Jeff Oldham is senior vice president for BenefitsPlace Distribution at Benefitfocus, a cloud-based benefits management platform firm based in Charleston, S.C. Oldham described what he considers the pros and cons of various employer programs that help workers pay college tuition and manage college debt.
Tax-Free Education Assistance
Pros: An employer can choose to reimburse employees for taking classes, buying books and other expenses associated with education, and sometimes the education doesn't have to correspond with the employee's job or be work-related. So if I'm an employee in a job that isn't my long-term goal, or I'm interested in switching career paths, I could use this benefit to advance my education in non-industry-related fields on my own time.
Cons: For this benefit, employees are truly on their own when it comes to reimbursement. They must maintain receipts and other documentation and submit them for reimbursement, which can be administratively arduous.
Trading PTO for Student Loan Relief
Pros: For employees, this is a terrific benefit. The sad fact is that the majority of U.S. workers do not utilize their PTO (paid time off). This benefit gives them an opportunity to convert PTO days so that time isn't left on the books. To do the rough math, if an employee made an average of $50,000 a year, or about $24 an hour, two weeks of PTO would equate to almost $2,000 before taxes. This is a meaningful amount, and I've seen this benefit as a great recruiting mechanism for employers.
Cons: An employee who doesn't take PTO can burn out. I've also seen employers lose money with this benefit if there isn't a cap placed on the amount of PTO that could be converted. For example, if every employee converted 100 percent of his or her PTO balance to student loan relief each calendar year, they would be losing out on valuable PTO time, and the employer would be losing money.

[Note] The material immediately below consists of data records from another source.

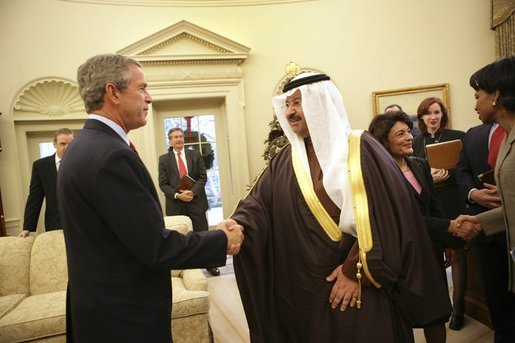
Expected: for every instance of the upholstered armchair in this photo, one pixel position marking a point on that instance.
(190, 309)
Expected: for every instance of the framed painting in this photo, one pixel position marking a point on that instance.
(410, 98)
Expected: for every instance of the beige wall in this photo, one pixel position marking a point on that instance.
(364, 46)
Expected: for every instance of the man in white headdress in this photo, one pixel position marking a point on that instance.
(334, 250)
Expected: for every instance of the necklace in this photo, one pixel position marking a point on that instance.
(437, 139)
(404, 167)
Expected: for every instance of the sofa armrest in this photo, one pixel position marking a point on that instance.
(178, 223)
(194, 280)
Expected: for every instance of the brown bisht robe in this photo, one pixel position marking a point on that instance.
(282, 267)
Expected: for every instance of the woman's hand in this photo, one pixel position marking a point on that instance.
(439, 175)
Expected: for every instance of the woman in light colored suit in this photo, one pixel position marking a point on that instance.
(495, 102)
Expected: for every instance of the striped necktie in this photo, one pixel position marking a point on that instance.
(182, 167)
(495, 143)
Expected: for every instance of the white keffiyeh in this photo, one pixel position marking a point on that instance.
(329, 129)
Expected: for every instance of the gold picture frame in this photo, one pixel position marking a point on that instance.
(409, 98)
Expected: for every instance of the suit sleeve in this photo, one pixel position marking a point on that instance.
(164, 180)
(35, 199)
(201, 173)
(130, 209)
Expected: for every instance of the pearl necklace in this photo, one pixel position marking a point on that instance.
(404, 167)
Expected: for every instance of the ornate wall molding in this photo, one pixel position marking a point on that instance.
(186, 43)
(189, 3)
(48, 96)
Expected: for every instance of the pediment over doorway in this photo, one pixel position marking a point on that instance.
(185, 42)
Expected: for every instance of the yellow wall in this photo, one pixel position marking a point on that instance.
(365, 46)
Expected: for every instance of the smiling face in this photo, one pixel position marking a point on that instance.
(134, 100)
(400, 141)
(295, 114)
(484, 106)
(433, 117)
(176, 139)
(62, 142)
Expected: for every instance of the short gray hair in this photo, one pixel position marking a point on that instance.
(62, 131)
(98, 71)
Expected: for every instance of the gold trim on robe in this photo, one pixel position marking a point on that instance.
(306, 186)
(360, 201)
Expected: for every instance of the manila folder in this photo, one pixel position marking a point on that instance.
(186, 183)
(444, 155)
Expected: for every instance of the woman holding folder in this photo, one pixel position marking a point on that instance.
(432, 122)
(393, 130)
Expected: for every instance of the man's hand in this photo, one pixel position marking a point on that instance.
(486, 197)
(439, 175)
(234, 233)
(24, 233)
(344, 290)
(468, 227)
(186, 196)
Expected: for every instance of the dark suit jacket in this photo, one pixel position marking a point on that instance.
(447, 191)
(473, 161)
(119, 252)
(169, 179)
(43, 183)
(431, 208)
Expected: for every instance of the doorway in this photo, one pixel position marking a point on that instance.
(204, 130)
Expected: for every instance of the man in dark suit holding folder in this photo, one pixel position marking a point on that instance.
(177, 164)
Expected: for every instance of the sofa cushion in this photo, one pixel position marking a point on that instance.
(14, 264)
(35, 317)
(178, 223)
(188, 303)
(48, 269)
(8, 302)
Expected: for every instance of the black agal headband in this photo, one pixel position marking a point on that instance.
(304, 81)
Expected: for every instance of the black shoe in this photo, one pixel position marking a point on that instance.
(456, 323)
(214, 271)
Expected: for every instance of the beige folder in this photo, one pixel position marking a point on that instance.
(444, 155)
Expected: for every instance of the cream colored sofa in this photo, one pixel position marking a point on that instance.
(33, 279)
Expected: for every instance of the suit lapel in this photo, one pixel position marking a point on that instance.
(173, 162)
(505, 150)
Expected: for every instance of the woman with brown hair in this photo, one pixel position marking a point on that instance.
(433, 118)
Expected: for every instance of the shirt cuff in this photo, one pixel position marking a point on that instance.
(470, 193)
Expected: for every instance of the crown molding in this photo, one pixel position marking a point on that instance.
(186, 43)
(189, 3)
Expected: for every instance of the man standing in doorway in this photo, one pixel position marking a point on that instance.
(43, 183)
(173, 166)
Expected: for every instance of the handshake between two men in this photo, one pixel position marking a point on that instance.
(234, 233)
(465, 227)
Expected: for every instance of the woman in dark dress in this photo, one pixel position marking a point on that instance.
(433, 118)
(393, 130)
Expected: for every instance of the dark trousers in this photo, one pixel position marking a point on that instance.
(501, 302)
(191, 209)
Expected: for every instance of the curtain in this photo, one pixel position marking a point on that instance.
(503, 23)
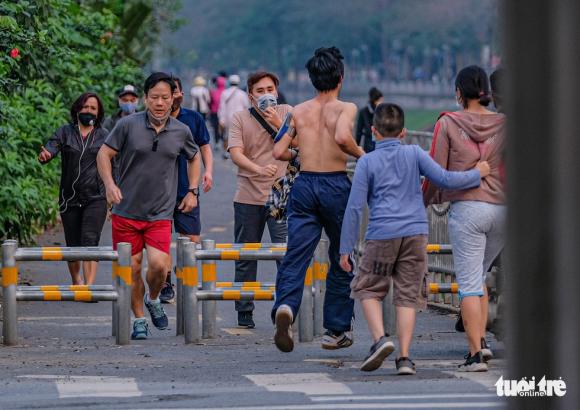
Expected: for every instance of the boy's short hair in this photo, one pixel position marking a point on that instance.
(325, 68)
(389, 119)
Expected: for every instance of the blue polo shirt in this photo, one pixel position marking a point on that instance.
(198, 129)
(389, 180)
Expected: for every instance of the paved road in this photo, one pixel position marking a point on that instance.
(67, 358)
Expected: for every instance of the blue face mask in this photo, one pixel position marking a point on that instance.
(128, 108)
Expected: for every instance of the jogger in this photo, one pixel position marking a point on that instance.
(318, 201)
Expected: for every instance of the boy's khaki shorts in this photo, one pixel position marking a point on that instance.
(403, 259)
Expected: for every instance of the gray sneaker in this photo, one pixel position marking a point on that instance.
(405, 366)
(336, 340)
(283, 336)
(473, 363)
(486, 352)
(378, 353)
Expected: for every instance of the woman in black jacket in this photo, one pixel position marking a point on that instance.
(82, 201)
(364, 136)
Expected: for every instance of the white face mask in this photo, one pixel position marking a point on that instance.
(158, 120)
(265, 101)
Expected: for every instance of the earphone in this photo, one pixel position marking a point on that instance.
(84, 145)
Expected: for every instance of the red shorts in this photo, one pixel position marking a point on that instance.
(140, 233)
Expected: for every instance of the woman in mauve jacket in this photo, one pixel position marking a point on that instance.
(476, 218)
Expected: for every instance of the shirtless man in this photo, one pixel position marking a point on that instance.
(319, 196)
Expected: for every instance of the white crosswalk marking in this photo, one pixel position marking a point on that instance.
(392, 397)
(357, 406)
(307, 383)
(91, 386)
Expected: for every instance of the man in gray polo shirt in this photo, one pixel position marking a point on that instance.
(147, 145)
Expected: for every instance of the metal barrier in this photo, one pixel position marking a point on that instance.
(119, 293)
(189, 292)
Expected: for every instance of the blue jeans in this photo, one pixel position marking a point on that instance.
(317, 200)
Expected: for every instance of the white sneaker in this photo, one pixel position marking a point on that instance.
(283, 337)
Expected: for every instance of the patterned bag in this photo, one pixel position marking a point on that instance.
(280, 192)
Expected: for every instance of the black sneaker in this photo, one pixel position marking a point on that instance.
(405, 366)
(245, 319)
(486, 352)
(459, 324)
(167, 294)
(473, 363)
(378, 353)
(158, 316)
(333, 340)
(283, 336)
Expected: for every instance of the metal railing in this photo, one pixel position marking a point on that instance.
(309, 322)
(119, 293)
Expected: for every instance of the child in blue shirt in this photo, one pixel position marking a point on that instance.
(388, 179)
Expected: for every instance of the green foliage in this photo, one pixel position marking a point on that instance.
(64, 48)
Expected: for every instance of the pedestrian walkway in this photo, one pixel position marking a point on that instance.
(68, 359)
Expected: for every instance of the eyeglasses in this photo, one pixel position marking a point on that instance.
(155, 143)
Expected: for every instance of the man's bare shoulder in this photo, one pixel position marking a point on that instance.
(348, 106)
(302, 107)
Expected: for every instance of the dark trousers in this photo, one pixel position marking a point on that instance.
(214, 121)
(317, 201)
(249, 224)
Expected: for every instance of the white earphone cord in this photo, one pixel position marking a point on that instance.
(66, 201)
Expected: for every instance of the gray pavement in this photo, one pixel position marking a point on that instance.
(67, 358)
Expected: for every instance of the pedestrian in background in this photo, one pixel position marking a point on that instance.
(128, 100)
(232, 100)
(324, 126)
(251, 145)
(82, 203)
(476, 217)
(389, 180)
(215, 94)
(148, 145)
(188, 223)
(364, 135)
(200, 98)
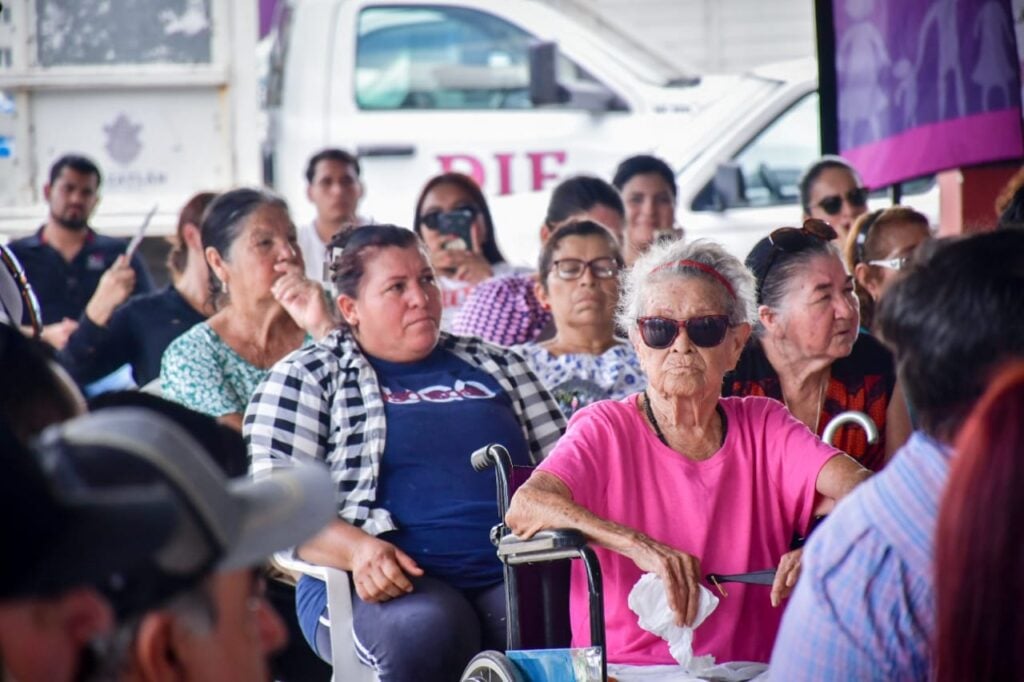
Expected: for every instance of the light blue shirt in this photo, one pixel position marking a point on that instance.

Pros: The biggest pro is the tax advantage for employers, up to $5,250 per year for each employee, and the benefit is not taxable to employees.
Cons: For an employee, this benefit requires a longer commitment and has low adoption. It typically requires a waiting period after the education is completed, and an employee stays at a company for one to two years before being reimbursed. Employers offering both tuition reimbursement and student loan contributions have to ensure employees don't take advantage of both, and this can cause some administrative burden.
Contributions to 401(k) Plans
Last year, Abbott Laboratories launched a program to aid employees who contribute at least 2 percent of their pay to their student loans through payroll deduction. These employees can receive an amount equivalent to the company's 401(k) match—5 percent of the employee's compensation—deposited to their 401(k) accounts, even if they don't otherwise contribute to their 401(k).
Pros: If a qualifying employee puts 2 percent of his or her pay toward student loan repayment, Abbott puts the equivalent of the company's 5 percent match into the worker's 401(k) without requiring the worker to make any 401(k) contributions. The pro of this approach is that Abbott was able to recruit and retain employees.
Cons: There are financial articles I've read noting that when companies move employees' 401(k) contributions to student loans, the employees miss out on the compounding interest they might have earned by contributing their own money to the 401(k) plans.